You may feel like you have no control over the decisions that will be coming your way, but to be honest, the thing that you do have control over is what you make of the situation. Choosing a college to attend is often a see-saw process full of research, asking a million questions, family talks and input from people you trust – but ultimately, it is you who will make the decision and who will attend that school for four years. What you make of your college experience is entirely in your hands, whether it is your dream school or a school that didn’t expect would even be on your list. There are some people at Hopkins that I know would not choose to come here again, and there are, more, people that would choose to come back in an instant – the difference often lies in their approach to experiences. Attitude is often key.
One of my favorite stories is that of a 92 year old man, who was legally blind, having to move into a nursing home after his wife of 70 years passed away. As the nurse takes him into his new room and begins to describe the surroundings, the man says “I love it” with enthusiasm. The nurse says “Mr. Jones, you haven’t seen the room; just wait.” To which the man responds with wisdom that comes with having lived a full life, “That doesn’t have anything to do with it. Happiness is something you decide on ahead of time. Whether I like my room or not doesn’t depend on how the furniture is arranged, it is how I arrange my mind. i already decided to love it. It’s a decision I make every morning when I wake up. I have a choice; I can spend the day in bed recounting the difficult I have with the parts of my body that no longer work, or get out of bed and be thankful for the ones that do.”
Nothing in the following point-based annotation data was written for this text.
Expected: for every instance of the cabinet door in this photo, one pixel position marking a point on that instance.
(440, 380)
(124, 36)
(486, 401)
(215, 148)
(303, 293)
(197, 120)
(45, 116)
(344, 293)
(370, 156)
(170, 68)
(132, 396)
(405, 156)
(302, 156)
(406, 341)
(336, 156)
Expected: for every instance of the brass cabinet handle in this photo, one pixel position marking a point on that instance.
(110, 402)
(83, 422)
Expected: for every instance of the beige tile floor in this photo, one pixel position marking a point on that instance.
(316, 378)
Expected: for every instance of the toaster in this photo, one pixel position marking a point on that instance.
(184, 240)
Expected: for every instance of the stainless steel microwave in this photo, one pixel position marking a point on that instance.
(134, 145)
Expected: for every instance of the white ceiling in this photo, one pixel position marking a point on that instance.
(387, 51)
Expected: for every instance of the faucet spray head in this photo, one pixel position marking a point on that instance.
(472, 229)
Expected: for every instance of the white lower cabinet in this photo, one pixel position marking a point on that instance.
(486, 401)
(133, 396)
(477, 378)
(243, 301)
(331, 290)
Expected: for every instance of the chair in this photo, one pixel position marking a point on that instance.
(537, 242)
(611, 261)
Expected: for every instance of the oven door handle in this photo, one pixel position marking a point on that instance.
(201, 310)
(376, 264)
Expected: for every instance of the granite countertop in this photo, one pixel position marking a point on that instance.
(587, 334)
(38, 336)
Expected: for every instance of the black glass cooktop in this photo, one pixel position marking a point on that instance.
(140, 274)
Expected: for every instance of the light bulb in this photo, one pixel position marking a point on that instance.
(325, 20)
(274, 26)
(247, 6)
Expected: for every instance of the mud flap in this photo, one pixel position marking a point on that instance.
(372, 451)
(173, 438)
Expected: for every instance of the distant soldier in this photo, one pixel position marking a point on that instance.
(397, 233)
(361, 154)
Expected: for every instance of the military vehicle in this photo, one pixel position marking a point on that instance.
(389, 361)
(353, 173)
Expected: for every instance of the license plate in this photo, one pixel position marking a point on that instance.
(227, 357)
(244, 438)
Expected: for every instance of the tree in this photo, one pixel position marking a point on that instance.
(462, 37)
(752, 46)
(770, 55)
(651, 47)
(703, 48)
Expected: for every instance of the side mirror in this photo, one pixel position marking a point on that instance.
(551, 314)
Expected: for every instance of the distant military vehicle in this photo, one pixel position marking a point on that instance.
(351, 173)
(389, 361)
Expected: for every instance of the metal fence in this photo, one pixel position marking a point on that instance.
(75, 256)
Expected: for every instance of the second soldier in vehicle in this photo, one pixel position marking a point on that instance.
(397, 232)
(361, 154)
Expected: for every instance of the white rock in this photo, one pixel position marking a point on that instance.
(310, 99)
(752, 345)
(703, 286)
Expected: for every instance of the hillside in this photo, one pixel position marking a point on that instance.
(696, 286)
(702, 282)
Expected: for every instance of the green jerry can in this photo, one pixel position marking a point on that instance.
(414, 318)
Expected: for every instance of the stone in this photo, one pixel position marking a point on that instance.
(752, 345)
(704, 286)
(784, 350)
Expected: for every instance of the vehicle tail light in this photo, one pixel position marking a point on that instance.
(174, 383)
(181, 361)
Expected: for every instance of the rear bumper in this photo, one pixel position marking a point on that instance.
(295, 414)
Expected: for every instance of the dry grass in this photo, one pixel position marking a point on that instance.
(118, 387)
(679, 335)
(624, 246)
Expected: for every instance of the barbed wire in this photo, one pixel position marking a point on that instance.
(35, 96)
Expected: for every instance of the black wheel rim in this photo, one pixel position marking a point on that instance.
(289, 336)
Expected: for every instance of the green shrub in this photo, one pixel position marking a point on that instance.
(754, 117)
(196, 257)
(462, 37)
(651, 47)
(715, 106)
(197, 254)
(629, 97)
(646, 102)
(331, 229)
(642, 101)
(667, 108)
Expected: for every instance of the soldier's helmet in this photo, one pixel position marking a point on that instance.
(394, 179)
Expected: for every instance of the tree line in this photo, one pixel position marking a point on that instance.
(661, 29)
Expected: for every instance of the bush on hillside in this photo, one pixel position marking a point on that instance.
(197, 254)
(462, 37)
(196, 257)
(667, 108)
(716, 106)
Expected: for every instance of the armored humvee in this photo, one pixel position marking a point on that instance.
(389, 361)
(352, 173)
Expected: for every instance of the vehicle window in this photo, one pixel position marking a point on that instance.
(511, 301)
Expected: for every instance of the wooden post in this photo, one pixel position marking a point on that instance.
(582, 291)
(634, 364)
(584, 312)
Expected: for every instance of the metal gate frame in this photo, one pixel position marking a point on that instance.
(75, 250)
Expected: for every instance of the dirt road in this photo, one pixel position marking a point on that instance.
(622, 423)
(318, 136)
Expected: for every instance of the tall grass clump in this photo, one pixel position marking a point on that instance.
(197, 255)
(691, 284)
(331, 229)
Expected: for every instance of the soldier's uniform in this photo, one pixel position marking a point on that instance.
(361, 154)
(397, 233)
The idea that you can decide for yourself to set a mindset of happiness and having a good experience is powerful especially in choosing a college because no matter how much research you do or how many current students you speak to, you will not really know what it is like going to a school until you attend. And so, the best we can do is make the best choice possibly based on the resources that are abundantly provided to you, especially from Hopkins. College acceptance may mark an extremely happy and anxious period in your life, but do keep it in perspective, because as Pericles said, time is the wisest counsellor of all.
Because this post made me reflect on my decision days, these pictures of my hometown seemed appropriate.
All the best, and good luck to all applicants on your college decisions!